Naoki Kobayashi, Takaaki Kondo, Hiroshi Takata, Shumpei Yokota, Masafumi Takiguchi

Research output: Contribution to journalArticlepeer-review

24 Scopus citations

Abstract

Several chemokine receptors play an important role in the migration of naïve, memory, and effector T cells. Flow cytometric analyses showed that human CD8+ T cells with naïve (CD27+CD28 +CD45RA+) or memory (CD27+CD28 +/-CD45RA+) phenotypes included a population expressing a high level of CXC chemokine receptor 3 (CXCR3high) and one expressing a low level of it (CXCR3low), but those with the effector phenotype (CD27-CD28-CD45RA+/-) included a population that did not express CXCR3 (CXCR3-) and a CXCR3low population. This relation between the expression level of CXCR3 and memory/effector phenotypes also applied to Epstein-Barr virus- or human cytomegalovirus-specific CD8+ T cells.
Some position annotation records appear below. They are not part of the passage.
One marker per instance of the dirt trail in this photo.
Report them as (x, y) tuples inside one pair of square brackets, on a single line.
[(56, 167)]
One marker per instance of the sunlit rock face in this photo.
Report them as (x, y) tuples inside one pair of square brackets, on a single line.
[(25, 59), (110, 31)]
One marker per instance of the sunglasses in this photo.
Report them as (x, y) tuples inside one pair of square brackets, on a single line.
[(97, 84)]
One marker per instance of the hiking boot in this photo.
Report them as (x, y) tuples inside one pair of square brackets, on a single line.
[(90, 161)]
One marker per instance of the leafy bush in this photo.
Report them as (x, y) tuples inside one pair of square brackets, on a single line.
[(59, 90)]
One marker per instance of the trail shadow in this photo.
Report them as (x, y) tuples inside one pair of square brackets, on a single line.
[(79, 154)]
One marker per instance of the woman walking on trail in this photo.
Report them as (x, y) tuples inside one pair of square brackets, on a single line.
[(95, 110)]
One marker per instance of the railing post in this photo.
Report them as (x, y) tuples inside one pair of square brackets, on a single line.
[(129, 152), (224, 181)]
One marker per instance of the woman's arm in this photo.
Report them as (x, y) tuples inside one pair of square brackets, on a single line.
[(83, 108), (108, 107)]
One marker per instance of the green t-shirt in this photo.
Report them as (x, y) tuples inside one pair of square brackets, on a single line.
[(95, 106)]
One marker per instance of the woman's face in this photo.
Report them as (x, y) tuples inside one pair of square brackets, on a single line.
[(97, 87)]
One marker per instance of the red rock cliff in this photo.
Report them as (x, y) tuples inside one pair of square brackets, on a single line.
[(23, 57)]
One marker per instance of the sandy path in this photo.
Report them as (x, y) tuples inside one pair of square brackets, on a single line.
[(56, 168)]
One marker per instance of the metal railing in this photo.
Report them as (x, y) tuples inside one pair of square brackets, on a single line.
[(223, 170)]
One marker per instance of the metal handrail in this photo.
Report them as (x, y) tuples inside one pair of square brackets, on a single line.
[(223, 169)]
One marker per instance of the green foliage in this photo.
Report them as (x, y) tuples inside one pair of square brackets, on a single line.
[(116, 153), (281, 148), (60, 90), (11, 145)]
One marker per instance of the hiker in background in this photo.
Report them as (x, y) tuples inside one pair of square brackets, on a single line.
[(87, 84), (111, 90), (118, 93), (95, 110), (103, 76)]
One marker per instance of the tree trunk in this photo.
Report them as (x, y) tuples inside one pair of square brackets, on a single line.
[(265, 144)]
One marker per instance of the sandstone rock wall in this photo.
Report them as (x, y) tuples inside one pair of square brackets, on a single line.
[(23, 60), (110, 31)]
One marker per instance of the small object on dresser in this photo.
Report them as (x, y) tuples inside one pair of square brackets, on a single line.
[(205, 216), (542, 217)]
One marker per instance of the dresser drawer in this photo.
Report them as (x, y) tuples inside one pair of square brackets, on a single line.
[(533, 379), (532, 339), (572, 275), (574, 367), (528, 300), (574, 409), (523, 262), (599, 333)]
CXCR3high cells were found predominantly in CC chemokine receptor 7 (CCR7) +CCR5- and CCR7-CCR5- subsets of CD8+ T cells with the CD27+CD28+CD45RA - memory phenotype, suggesting that they are memory cells with intermediate differentiation. Indeed, CXCR3highCD27 +CD28+CD45RA--CD8+ T cells had the ability to produce interleukin-2 and interferon-γ. These results together indicate that the expression of CXCR3 is upregulated on intermediately differentiated memory CD8+ T cells. CXCR3highCD8 + T cells had a greater ability to migrate in response to CXCR3 ligands than CXCR3low ones. As CXCR3high memory CD8 + T cells do not express CCR5, high expression of CXCR3 on these memory CD8+ T cells might play an important role in the migration of these cells to inflammatory sites and in their differentiation.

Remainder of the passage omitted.